That said, I thought to myself this morning about all of those times I have bent over backwards for my children. Do they even know that I go to the gym for their benefit? So I can run with a child in each arm down the street in an emergency? Or so I can balance a pan full of birthday brownies, three books, a costume, a purse and a three-year-old on my way into the school? Ugh. I wondered how many times I have done things just like this, and how my kids will not understand the effort until they do it for their own kids. By then, all of their doors will be automatic, so they really won't understand. Fine. I remember the time I had three different Thanksgiving Luncheons at two different elementary schools on two different days. Thankfully by then I had given up the idea of actually eating the school's version of Thanksgiving lunch. Nevertheless, I had at least one other preschooler with me, as well as a baby, and it was pouring rain. The lunches were far enough apart in time that it didn't make sense to stay at school the whole time. When I got home from the first one, I told my husband (who works from home) that if he really loved me, he would go to the next lunch. He did. He really loves me. Of course, that particular child has never forgiven me for sending Dad instead. I can't win.

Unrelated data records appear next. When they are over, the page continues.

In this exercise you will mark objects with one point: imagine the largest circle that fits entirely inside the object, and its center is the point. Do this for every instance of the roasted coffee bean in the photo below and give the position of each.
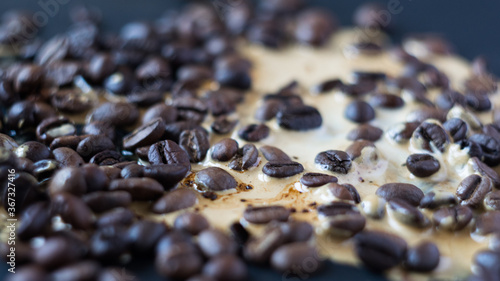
(215, 179)
(344, 192)
(406, 213)
(452, 218)
(314, 27)
(67, 157)
(168, 175)
(94, 144)
(430, 136)
(299, 118)
(144, 235)
(279, 169)
(316, 179)
(116, 216)
(422, 258)
(359, 112)
(147, 134)
(379, 251)
(57, 251)
(54, 127)
(222, 125)
(35, 221)
(118, 114)
(490, 148)
(263, 215)
(139, 188)
(195, 143)
(101, 201)
(213, 242)
(33, 150)
(405, 191)
(422, 165)
(365, 132)
(334, 160)
(226, 267)
(254, 132)
(435, 199)
(193, 223)
(175, 200)
(488, 222)
(224, 150)
(70, 179)
(472, 190)
(388, 101)
(245, 158)
(492, 201)
(401, 133)
(168, 152)
(73, 210)
(296, 256)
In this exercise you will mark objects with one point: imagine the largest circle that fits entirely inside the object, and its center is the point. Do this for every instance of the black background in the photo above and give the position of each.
(472, 27)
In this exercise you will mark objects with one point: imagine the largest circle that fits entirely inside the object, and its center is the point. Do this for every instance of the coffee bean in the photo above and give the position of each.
(101, 201)
(263, 215)
(70, 180)
(118, 114)
(192, 223)
(314, 27)
(405, 191)
(430, 136)
(422, 258)
(224, 150)
(278, 169)
(226, 268)
(452, 218)
(379, 251)
(139, 188)
(406, 213)
(168, 175)
(168, 152)
(144, 235)
(33, 150)
(435, 199)
(334, 160)
(147, 134)
(472, 190)
(216, 179)
(422, 165)
(365, 132)
(359, 112)
(175, 200)
(67, 157)
(245, 158)
(299, 118)
(296, 256)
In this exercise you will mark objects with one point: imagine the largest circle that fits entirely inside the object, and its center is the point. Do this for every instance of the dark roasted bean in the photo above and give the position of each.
(175, 200)
(192, 223)
(334, 160)
(316, 179)
(453, 218)
(365, 132)
(422, 165)
(422, 258)
(262, 215)
(215, 179)
(472, 190)
(246, 158)
(379, 251)
(405, 191)
(139, 188)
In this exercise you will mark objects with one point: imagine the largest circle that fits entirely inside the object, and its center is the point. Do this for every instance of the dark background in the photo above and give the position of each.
(472, 27)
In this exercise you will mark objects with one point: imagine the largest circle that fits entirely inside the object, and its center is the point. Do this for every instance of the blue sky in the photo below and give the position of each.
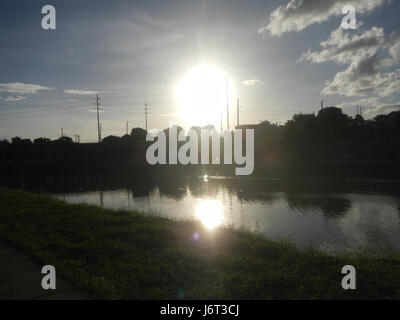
(135, 51)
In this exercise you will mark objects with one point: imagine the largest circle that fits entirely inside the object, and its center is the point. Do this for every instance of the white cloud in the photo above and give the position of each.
(300, 14)
(367, 55)
(252, 82)
(15, 98)
(21, 88)
(80, 92)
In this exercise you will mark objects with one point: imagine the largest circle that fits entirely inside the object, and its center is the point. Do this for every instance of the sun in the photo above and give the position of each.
(202, 96)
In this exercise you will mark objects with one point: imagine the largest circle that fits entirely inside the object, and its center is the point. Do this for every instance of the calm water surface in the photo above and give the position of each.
(331, 220)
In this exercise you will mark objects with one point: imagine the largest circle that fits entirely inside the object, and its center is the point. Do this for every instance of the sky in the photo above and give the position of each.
(281, 58)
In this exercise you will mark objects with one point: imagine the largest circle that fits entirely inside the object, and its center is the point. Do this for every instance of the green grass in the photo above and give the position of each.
(110, 254)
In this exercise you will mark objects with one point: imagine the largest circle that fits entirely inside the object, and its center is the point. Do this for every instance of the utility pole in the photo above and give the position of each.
(237, 112)
(98, 117)
(227, 103)
(145, 112)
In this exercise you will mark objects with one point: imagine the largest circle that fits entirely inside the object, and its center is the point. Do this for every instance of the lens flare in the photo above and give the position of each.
(210, 212)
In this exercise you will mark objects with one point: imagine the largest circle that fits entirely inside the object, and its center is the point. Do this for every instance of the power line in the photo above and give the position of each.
(98, 117)
(145, 112)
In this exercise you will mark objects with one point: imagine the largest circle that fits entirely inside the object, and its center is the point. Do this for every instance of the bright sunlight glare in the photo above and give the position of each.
(209, 212)
(202, 96)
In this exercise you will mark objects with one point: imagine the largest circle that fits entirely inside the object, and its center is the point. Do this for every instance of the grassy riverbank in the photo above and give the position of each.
(126, 255)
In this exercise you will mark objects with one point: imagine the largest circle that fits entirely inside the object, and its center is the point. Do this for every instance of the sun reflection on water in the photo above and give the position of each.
(209, 212)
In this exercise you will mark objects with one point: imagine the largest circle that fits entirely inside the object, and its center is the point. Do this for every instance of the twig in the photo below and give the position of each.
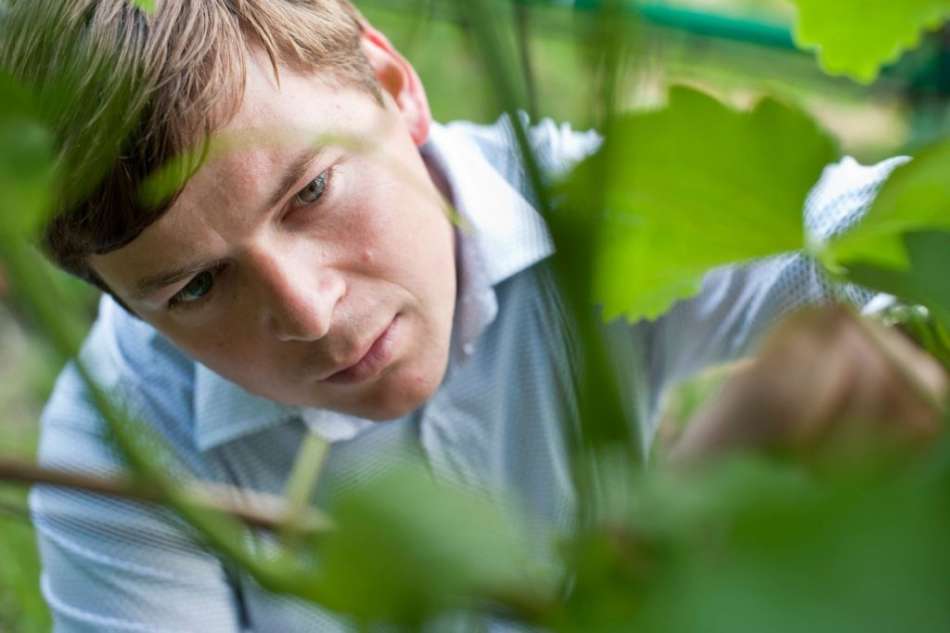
(252, 508)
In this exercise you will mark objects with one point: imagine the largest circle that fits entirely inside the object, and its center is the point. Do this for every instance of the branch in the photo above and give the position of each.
(255, 509)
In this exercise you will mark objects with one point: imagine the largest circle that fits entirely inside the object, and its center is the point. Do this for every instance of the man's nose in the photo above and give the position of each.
(299, 297)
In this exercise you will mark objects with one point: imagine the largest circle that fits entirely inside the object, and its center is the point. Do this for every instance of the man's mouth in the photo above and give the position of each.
(372, 360)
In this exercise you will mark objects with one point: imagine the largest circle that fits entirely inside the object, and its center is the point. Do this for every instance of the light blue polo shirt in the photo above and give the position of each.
(116, 566)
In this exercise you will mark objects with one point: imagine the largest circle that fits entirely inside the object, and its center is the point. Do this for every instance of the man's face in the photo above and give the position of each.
(310, 272)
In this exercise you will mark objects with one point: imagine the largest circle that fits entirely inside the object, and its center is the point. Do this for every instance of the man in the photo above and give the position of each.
(307, 279)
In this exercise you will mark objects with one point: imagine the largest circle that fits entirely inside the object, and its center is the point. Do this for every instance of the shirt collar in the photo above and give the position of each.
(499, 235)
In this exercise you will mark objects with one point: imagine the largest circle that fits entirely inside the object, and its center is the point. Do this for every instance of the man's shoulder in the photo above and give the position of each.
(135, 365)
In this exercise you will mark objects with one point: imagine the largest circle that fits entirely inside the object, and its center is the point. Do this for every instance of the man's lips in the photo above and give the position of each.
(372, 360)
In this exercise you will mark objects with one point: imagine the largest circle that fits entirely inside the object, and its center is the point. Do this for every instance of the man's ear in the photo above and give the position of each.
(399, 80)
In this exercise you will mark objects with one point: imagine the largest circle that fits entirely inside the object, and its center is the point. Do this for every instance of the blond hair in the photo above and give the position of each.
(126, 91)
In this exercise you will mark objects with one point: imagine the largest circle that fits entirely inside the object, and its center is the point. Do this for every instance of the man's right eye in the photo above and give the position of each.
(197, 289)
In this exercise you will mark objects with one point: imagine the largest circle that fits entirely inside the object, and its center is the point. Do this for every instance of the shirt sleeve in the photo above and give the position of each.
(111, 565)
(738, 304)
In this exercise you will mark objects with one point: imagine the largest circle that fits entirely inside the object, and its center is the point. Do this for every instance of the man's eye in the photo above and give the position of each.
(197, 289)
(312, 192)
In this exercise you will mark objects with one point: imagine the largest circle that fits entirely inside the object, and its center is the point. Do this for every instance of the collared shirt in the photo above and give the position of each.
(495, 423)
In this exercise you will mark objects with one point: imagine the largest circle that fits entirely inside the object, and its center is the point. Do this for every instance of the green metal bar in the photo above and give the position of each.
(751, 31)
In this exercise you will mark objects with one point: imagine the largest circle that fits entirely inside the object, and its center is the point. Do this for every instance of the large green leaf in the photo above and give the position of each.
(408, 547)
(857, 37)
(916, 197)
(26, 163)
(694, 186)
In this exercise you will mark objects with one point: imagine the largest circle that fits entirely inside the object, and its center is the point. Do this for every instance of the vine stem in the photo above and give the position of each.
(255, 509)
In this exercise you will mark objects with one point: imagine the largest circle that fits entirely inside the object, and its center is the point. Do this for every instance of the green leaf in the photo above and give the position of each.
(857, 37)
(408, 547)
(26, 164)
(692, 187)
(916, 197)
(925, 282)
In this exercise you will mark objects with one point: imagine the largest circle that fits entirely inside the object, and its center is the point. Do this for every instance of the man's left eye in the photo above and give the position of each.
(312, 192)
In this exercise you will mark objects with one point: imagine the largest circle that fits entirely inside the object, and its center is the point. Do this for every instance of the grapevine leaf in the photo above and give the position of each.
(692, 187)
(924, 282)
(408, 547)
(916, 197)
(857, 37)
(26, 163)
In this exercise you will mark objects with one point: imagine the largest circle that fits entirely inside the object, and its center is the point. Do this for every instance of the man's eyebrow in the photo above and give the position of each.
(144, 287)
(297, 169)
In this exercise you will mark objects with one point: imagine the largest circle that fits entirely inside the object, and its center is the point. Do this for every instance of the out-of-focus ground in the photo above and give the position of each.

So the question I've been pondering is if my kids really will remember all of the effort. Will the 3-YO remember that I ran back 100 yards to retrieve his Cookie Monster ring on our walk the other day? Will the snarky 13-YO appreciate it when I bring something to school he forgot, or when I look all over town for a specific item for a ridiculously specific project? I don't think they will. And I think I'm alright with that, because as I'm typing this, I actually don't remember all of those times that I said to myself (and to my kids) "Remember that I am the best mom-EVER! You owe me!" I think what I've concluded is that because motherhood is much more of a marathon than a sprint, it becomes an accumulation of many moments, choices, actions and gifts of love. It is Gestalt psychology at its finest--the whole is greater than the sum of its parts--or the sum of all the bags and items I can carry. My children will hopefully remember the feelings involved--that they can rely on me. That I can show them mercy more often than not, while teaching them the importance of personal accountability. That I love them and think they are the best kids in the world. That sacrificing personal comfort and exercising Christlike service for someone they love is extraordinarily important for that love to grow. They still owe me, but I'll exact payment in different ways...In the meantime, I'll continue to go to the gym so my biceps can handle it.
P.S. Thank you, Mom, for handling it for me. I know I owe you!